Courtesy of Resident Advisor, this feature is possibly the equivalent of a mid-90's interview with Eric Clapton about the proper use of guitars in rock. Lamentations about the sorry state of affairs these days? Check. Schooling the young whippersnappers about how things are supposed to be done? Yes to that too. It's a sobering thought to consider that techno has been around long enough to produce its share of surly older statesmen just like rock and roll did.
Nevertheless, Mills is essentially a god and reading this interview firmly established (as if there was really any doubt) that he is on another level completely. He can detect details in music that would go unnoticed by any ordinary person, and can react and process these details in real time, while DJing. Two or three minutes to make the subtraction, i.e. to remove a track from the mix completely? I know the concept and I strive to do the same with some of my mixes. But cueing three tracks simultaneously, intentionally lagging the beats, and rephasing them in just the right way to build the excitement for the listener? How do you do that without having it all devolve into, to cop a phrase Mills uses, "a herd of horses"? Mills can hear differences in calibration between three identical CDJ's, including the effect of room temperature and humidity. The man simply understands his craft better than most of us will ever understand anything in our lives. Learning to DJ in Detroit must have been like boot camp, where only the strongest and most talented could survive, and anyone who did was more disciplined than the best DJs from virtually any other place (he talks a bit about this too). I can't do the interview justice, and literally the entire thing is quotable, you just have to read it.

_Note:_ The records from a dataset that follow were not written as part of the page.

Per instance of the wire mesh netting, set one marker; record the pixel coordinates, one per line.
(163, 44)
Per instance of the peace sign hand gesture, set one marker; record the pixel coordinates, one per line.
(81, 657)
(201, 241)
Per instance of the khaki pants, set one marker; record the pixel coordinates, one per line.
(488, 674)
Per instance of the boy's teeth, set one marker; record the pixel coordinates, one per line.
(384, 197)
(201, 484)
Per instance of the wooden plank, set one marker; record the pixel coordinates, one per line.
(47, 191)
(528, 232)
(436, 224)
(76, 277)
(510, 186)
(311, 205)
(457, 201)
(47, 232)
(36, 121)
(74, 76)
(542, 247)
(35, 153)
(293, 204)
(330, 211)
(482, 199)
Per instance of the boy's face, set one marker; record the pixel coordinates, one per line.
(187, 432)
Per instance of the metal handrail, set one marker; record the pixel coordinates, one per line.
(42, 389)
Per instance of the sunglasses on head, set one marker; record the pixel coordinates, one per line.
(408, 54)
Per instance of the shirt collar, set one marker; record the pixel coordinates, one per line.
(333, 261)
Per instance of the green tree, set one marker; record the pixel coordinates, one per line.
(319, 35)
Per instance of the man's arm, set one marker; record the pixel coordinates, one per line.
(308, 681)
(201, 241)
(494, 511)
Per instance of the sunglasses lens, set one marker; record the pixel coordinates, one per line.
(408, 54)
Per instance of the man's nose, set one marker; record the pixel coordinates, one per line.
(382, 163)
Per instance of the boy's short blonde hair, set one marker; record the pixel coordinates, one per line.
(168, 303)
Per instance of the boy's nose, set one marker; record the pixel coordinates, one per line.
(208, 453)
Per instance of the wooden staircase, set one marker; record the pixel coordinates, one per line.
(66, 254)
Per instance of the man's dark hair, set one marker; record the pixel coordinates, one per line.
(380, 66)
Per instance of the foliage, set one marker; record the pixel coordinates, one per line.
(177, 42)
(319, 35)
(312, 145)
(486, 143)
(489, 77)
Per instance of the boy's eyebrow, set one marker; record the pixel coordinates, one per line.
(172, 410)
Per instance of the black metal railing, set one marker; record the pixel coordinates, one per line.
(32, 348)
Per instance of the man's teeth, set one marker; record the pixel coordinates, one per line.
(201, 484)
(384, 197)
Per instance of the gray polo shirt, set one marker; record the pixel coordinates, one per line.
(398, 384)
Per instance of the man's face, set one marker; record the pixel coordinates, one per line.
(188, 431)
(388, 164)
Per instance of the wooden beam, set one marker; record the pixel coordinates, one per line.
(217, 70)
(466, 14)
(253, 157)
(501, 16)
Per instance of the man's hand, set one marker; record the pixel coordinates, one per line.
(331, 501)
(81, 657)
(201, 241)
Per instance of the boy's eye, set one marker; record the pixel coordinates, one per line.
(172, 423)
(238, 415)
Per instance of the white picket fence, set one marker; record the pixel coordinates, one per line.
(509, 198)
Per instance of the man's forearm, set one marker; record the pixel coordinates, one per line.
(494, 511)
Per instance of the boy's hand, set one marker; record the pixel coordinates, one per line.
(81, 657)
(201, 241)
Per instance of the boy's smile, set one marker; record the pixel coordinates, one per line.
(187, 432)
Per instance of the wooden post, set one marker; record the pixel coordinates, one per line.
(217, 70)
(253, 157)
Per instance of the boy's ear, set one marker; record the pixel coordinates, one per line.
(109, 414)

My favourite bit actually might have been the part where Mills used to leave records in his crate that he had no intention of playing. He'd leave a James Brown record in there not to play it, but as a reminder to keep his set funky. Brilliant. Or maybe the part about focusing on the last quarter of the track in his mixes, because that's where the track best comes together, where the real groove can be found. I really must try my hand at that in a future mix.